May 1, 2000
by Bohdan Kryshtalskyj, BSc., DDS
There are few attributes that contribute as much to successful practice as being able, affable and available.
When someone in our family requires medical attention we like to think that he/she is in the best of hands. The clinician must be able to record a thorough history, conduct a clinical examination, order and interpret the required diagnostic tests and perform any surgical procedure using state of the art technology. We expect the doctor to possess a high level of skill and knowledge and to be acutely aware of positive clinical outcomes and potential complications. Although ability speaks for itself, taken alone, it is hardly sufficient unless it is supported by sound clinical judgement as well as a thorough understanding of all reasonable treatment options. Most importantly, knowing when not to prescribe a specific treatment is paramount to successful management. Furthermore, the affable health care practitioner is friendly, approachable, caring, responsible and courteous and shows compassion and understanding in response to sensitive and demanding clinical circumstances.
Lastly and perhaps most importantly is availability. In this new age of tremendous technical innovation, availability and communication with patients can be achieved through the use of a pager, cell phone, E-mail or other “wireless” communication tools. Undoubtedly, the most sensitive indicator of availability is response time. Indeed, few situations lead to as much frustration and anger as the inability to contact your physician/dentist in an urgent clinical predicament.

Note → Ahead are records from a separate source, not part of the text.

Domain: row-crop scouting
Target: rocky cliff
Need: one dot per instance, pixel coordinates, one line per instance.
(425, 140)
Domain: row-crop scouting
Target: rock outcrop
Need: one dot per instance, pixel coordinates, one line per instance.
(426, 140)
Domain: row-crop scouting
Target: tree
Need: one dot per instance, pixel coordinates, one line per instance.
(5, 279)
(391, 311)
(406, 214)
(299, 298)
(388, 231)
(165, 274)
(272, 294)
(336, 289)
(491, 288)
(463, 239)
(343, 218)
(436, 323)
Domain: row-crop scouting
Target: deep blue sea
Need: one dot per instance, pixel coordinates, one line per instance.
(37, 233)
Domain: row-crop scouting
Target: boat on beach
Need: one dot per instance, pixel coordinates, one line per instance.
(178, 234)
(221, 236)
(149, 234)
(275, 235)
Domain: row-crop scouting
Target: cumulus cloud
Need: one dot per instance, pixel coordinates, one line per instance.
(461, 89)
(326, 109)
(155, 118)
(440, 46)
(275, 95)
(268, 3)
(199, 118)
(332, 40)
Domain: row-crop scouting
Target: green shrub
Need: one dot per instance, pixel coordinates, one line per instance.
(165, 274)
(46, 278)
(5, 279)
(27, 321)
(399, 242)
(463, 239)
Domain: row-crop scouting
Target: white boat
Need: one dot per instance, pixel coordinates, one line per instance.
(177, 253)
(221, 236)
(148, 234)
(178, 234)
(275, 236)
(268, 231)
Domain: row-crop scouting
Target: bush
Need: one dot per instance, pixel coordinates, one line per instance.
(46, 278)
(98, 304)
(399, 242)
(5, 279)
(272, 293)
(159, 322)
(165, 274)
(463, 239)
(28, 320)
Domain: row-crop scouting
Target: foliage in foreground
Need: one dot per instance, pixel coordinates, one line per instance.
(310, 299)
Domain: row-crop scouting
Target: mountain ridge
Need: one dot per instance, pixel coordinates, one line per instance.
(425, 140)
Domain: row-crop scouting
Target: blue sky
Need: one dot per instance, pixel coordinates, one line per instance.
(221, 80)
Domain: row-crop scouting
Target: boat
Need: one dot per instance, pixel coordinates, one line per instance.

Most able and affable clinicians are “on call” for their patient after hours or take turns on call with their fellow practitioners. Unfortunately, some clinicians fail to direct their patients to after hours emergency services should the need arise and this is clearly a serious breach in professional responsibility. One must either be personally available and accessible to his/her patients or make specific arrangements with a collegue to do so.
From time to time diligent introspection and self-examination can be a very useful exercise. Thus the qualities of ability, affability and availability still remain the cornerstone of a successful practice. Are you “Triple A?”
Dr. Bohdan Kryshtalskyj is an oral and maxillofacial surgeon practicing in West Toronto. He is on active surgical staff at Toronto General Hospital, University Health Network, Department of Oral and Maxillofacial Surgery University of Toronto, and the Trillium Health Centre. He is contributing editor, Oral and Maxillofacial Surgery, Oral Health.